There are 7 continents. There are 195 countries. There are 7.125 billion people in this world. It is estimated that in my lifetime I will interact with around 90,000 of those people (and that is being generous!).
That is only 0.001% of people! All these different lives happening at the same time as mine and we will never exist to the other. It is simply stunning. There are roughly 6,500 different languages in the world, and in my lifetime, I will never see or even hear many of them. There are different cultures, foods, and landscapes that I will never experience. I just don't have the time. It sounds crazy, but 80 years or so is simply too short. We say to people, "One day I'm going to see the world." or even "I love to travel!" when we've barely traveled. I say these things. I want to live a crazy, adventurous life and a solid, settled down one at the same time. I want to see the amazing things in this world, but I also want to see the bad parts. I want a better understanding of other people's life experiences. While I want to climb mountains and cross oceans just like the rest of us, I know it is not all possibly. I can try, but it is not. Life gets in the way! My other dreams (like for my career or for my family) do not match up with constant travel. There are too many sunsets and cities and people. There are so many things I have never done, and may never get around to do. It's not a small world after all, it's a big world! During this realization that I cannot experience the world, I stumbled upon my new favorite word.
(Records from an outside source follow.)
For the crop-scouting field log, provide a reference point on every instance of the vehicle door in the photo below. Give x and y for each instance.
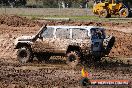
(61, 41)
(80, 38)
(42, 43)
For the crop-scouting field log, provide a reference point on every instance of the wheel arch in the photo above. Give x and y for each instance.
(19, 45)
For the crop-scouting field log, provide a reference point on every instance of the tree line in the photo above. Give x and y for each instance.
(48, 3)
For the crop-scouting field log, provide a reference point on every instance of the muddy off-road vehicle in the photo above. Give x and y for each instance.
(77, 43)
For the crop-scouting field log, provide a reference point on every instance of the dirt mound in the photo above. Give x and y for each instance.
(17, 21)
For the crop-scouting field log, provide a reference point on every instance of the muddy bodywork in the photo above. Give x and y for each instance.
(63, 39)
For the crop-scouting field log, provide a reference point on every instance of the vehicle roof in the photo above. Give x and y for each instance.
(85, 27)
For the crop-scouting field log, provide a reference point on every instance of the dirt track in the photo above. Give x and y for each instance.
(56, 74)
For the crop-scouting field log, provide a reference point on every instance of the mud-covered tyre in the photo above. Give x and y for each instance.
(103, 13)
(110, 44)
(124, 13)
(73, 58)
(85, 82)
(24, 54)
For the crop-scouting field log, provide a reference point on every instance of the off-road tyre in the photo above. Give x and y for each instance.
(110, 44)
(73, 58)
(103, 13)
(43, 57)
(124, 13)
(24, 54)
(85, 82)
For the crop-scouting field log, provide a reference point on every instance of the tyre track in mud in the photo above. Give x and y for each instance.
(57, 75)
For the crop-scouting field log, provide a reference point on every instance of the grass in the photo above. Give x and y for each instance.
(79, 18)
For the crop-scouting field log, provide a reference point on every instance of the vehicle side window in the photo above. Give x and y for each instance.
(48, 33)
(79, 33)
(63, 33)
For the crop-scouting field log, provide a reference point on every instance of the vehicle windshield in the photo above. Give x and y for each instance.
(97, 33)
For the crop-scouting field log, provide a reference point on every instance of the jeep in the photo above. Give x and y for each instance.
(74, 42)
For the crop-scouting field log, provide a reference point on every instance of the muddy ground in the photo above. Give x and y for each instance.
(56, 73)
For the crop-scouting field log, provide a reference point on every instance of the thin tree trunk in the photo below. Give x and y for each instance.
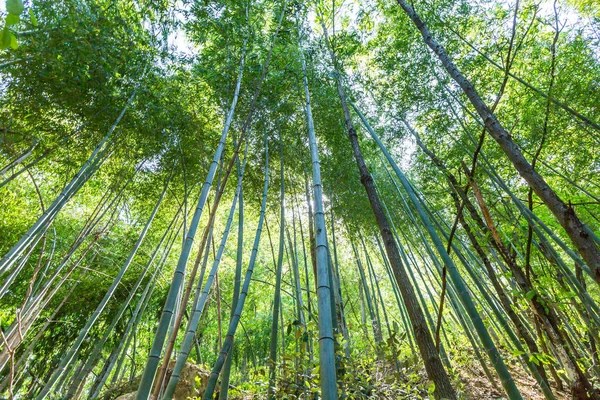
(327, 367)
(429, 354)
(235, 320)
(581, 236)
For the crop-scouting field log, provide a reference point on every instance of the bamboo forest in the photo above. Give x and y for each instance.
(300, 199)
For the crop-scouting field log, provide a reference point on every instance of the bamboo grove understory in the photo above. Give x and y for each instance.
(300, 199)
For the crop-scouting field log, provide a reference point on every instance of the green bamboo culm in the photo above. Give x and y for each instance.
(235, 320)
(463, 292)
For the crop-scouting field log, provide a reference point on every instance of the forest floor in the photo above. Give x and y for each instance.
(478, 387)
(474, 385)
Onism - n. the frustration of being stuck in just one body, that inhabits only one place at a time, which is like standing in front of the departures screen at an airport, flickering over with strange place names like other people's passwords, each representing one more thing you'll never get to see before you die-and all because, as the arrow on the map helpfully points out, you are here.
Onism is "all the billions doors you had to close, to take one single step forward." It's our alternate realities that are no more than a shimmer of imagination. Our lives exist uniquely because of the choices we've made and the roads we've taken.
I am not pessimistic about this fate though. My life is not like yours, and that is something I should be thankful for. You should be too. We all experience life differently. Each sees different things and different people. Our individuality is a luxury easily forgotten. How we spend our lives is our choice, to an extent. I may never see the same horizon you do, or I may see the same one every day. The point is, we cannot experience the entire world, but no one else will have our experiences. I have my slice of heaven, and you have yours. It's a short life... what will you do with it?